It's recipe Wednesday! Yes, you read that right. I am officially declaring Wednesday's as recipe sharing day on my blog. I am always looking for new, healthy recipes to make for my family and I don't mind sharing with you guys. Thank you to those of you who have shared recipes with me.
The spaghetti recipe today comes from my friend, Rebekah Fries Phillips. She saw my post on Facebook about loving to cook in the crock pot and graciously shared a couple of recipes with me. I followed the recipe exactly and it was so yummy. However, I like to make things my own so, I am going to include what I'm going to do differently next time.
Here we go...
Crock Pot Chicken Spaghetti
1 onion diced
2 boneless, skinless chicken breast
2 cans of Italian diced tomatoes
whole wheat spaghetti noodles
Dice onion and place in bottom of crock pot. Place the chicken breast on top. Pour over the cans of tomatoes. Turn on low and cook on low for at least 4 hours. Cook spaghetti noodles according to package directions. Easy!

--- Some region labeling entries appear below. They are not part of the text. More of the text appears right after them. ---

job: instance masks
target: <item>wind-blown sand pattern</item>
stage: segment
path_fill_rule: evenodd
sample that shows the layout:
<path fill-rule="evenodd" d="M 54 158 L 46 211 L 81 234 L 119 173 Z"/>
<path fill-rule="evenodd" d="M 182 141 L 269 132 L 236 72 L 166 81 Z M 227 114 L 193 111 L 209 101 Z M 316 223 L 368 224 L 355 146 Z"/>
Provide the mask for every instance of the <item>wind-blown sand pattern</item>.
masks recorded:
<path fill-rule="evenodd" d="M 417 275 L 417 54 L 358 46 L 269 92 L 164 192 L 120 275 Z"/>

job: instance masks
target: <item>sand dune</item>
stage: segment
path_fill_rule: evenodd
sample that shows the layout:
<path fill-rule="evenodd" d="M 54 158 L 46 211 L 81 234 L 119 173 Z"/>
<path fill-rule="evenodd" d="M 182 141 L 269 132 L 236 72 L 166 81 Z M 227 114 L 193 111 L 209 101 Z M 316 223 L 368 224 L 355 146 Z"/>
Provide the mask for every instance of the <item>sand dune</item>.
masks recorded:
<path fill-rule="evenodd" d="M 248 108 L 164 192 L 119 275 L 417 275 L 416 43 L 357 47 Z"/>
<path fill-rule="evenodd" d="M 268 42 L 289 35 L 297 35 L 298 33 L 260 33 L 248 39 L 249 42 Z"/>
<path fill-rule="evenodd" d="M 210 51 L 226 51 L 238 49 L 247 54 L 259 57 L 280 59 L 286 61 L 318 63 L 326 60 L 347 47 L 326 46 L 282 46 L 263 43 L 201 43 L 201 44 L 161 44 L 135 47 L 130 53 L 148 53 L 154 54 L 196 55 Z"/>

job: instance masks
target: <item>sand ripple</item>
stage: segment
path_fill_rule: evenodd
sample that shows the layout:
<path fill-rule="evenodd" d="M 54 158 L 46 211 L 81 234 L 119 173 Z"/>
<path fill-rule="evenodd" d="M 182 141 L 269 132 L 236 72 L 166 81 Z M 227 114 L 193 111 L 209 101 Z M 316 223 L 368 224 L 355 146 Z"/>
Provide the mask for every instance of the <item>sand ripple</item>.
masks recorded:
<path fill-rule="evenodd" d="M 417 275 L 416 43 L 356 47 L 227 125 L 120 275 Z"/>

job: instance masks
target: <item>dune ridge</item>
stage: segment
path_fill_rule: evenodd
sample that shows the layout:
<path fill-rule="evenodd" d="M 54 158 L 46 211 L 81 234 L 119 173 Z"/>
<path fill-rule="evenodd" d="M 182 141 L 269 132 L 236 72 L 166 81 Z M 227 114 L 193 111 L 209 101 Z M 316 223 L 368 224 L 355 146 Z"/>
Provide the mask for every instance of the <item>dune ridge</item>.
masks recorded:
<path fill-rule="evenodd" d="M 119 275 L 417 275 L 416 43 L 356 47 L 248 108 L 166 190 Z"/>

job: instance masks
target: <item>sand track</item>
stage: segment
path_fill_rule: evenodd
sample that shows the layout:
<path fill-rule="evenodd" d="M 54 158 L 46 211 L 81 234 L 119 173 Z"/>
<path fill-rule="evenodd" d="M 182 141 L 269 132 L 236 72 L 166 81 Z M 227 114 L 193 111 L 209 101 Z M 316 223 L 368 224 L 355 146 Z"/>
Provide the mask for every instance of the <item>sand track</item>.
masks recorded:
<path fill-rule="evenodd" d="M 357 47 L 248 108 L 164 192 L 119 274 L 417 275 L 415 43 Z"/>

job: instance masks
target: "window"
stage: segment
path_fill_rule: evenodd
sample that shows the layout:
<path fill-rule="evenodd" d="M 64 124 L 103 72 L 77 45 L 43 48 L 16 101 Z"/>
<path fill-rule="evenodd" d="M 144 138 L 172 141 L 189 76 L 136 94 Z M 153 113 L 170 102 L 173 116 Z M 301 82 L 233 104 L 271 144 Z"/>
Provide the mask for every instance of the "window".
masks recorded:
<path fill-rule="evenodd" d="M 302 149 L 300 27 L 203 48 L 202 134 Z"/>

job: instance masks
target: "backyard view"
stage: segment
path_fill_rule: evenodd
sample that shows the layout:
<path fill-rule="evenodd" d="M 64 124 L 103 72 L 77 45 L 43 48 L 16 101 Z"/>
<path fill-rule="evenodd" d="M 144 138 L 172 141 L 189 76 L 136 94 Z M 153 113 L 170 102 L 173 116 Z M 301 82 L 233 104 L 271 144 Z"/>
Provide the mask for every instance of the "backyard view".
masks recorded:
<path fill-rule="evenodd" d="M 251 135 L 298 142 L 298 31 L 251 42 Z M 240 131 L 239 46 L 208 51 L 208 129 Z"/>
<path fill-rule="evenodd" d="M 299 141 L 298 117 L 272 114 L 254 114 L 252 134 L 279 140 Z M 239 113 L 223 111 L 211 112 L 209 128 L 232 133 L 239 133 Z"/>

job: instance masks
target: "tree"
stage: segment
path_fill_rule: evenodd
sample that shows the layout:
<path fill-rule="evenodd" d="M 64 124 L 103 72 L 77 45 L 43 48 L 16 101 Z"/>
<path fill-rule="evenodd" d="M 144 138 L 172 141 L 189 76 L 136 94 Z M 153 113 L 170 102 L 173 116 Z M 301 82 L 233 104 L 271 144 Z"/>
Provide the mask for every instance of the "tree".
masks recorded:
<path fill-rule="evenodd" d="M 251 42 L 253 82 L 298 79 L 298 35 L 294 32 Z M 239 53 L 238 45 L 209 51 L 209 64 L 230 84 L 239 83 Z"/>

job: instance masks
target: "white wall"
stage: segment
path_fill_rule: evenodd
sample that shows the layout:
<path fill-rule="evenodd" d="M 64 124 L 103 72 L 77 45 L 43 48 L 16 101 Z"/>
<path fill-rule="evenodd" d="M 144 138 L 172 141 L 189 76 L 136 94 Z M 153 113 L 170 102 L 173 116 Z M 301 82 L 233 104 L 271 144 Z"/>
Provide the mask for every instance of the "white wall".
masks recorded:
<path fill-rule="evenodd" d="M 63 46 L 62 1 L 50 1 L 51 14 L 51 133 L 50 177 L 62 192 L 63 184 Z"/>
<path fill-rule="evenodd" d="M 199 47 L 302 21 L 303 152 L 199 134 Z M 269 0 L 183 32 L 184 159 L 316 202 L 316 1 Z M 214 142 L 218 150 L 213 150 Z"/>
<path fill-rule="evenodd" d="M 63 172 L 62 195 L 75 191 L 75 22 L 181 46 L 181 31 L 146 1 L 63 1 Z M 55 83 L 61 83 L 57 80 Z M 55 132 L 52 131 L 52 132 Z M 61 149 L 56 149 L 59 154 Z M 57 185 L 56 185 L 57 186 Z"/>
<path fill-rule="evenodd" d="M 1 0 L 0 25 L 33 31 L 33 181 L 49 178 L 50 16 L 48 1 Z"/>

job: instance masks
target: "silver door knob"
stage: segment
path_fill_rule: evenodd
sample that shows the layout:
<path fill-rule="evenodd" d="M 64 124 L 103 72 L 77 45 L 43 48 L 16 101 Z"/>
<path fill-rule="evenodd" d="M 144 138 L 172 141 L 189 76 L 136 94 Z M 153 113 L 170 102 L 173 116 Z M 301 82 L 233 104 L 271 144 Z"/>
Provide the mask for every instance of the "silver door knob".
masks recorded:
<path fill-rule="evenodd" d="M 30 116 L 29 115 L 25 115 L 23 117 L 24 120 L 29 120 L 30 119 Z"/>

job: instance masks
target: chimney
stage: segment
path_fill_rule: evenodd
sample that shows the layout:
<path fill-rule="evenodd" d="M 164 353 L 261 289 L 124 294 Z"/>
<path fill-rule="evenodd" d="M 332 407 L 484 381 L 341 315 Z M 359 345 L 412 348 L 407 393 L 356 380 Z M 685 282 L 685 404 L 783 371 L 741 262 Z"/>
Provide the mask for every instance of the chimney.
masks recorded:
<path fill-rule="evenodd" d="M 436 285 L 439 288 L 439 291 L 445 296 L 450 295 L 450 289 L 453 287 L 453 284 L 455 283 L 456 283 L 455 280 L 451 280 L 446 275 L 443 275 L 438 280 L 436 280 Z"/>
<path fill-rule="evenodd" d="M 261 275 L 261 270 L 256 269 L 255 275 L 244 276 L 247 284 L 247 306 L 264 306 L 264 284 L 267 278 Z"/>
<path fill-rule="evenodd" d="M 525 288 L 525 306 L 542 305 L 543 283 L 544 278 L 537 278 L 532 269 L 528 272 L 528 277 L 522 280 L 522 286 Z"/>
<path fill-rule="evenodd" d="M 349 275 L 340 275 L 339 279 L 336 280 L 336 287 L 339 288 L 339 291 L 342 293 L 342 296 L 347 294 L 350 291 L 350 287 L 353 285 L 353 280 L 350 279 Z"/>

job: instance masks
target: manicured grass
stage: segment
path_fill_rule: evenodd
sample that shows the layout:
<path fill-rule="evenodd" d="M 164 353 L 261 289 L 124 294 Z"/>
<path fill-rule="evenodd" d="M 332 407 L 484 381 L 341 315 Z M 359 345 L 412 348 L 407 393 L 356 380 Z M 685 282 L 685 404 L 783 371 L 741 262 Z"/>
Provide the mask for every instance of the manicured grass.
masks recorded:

*I did add a little kosher salt, pepper, and cayenne pepper to my crock pot after I put in the tomatoes. I do have to say, that while this recipe was really yummy, the sauce was a little thin. So next time, I will add some tomato sauce and a bit of paste just to thicken it up. I will probably cut up a bell pepper or throw a bag of frozen seasoning blend in there next time. Maybe some mushrooms too. The recipe is really versatile. I think you can really make it what you want. That's another reason I love it so much and wanted to share it with you.
On Sunday, I just opened a can of green beans to go with it. Normally, I cook them with a ham flavored Goya pack and some oregano. The oregano gives the beans a great flavor plus it complements the flavors of the spaghetti. But unfortunately I was out of oregano so I decided to use coriander seed powder. It was pretty yummy too.
We had leftovers on Monday and since we had eaten all the green beans on Sunday, I decided to make us a quick salad.
Fresh baby spinach leaves
Nuts (I wanted to use pecans or walnuts but what I had of each had gone bad. So, I used almonds)
I sort of just eyeballed the amounts in the salad. I only made enough for me and Ryan so I took out two bowls, filled each with spinach. I tossed in a handful of nuts, sprinkled some goat cheese and carrots. I made a homemade pomegranate dressing. The dressing recipe is courtesy of Clara via a magazine article she read.
(The recipe is for one serving but it's for two cups of spinach. I doubt you'll eat a huge salad like that if you are eating the spaghetti with it. I made it according to the recipe and split the dressing between Ryan and myself. I still think it was a tad too much. It could probably be easily split between three or four people for a small side salad. Or you could always use the dressing on the side method and just dip your fork into the dressing before each bite. Just be sure you pour yourself some and aren't double dipping! ;) )
2 Tbs of 100% pomegranate juice
1 tsp olive oil
1 tsp of Dijon mustard
Place all ingredients in a small bowl and whisk together. YUMMY! :)
Once again, I hope you enjoy these recipes. Let me know if you try them and what changes you make, if any. Also, if there are other recipes that I haven't shared that you are interested in, leave me a comment and let me know.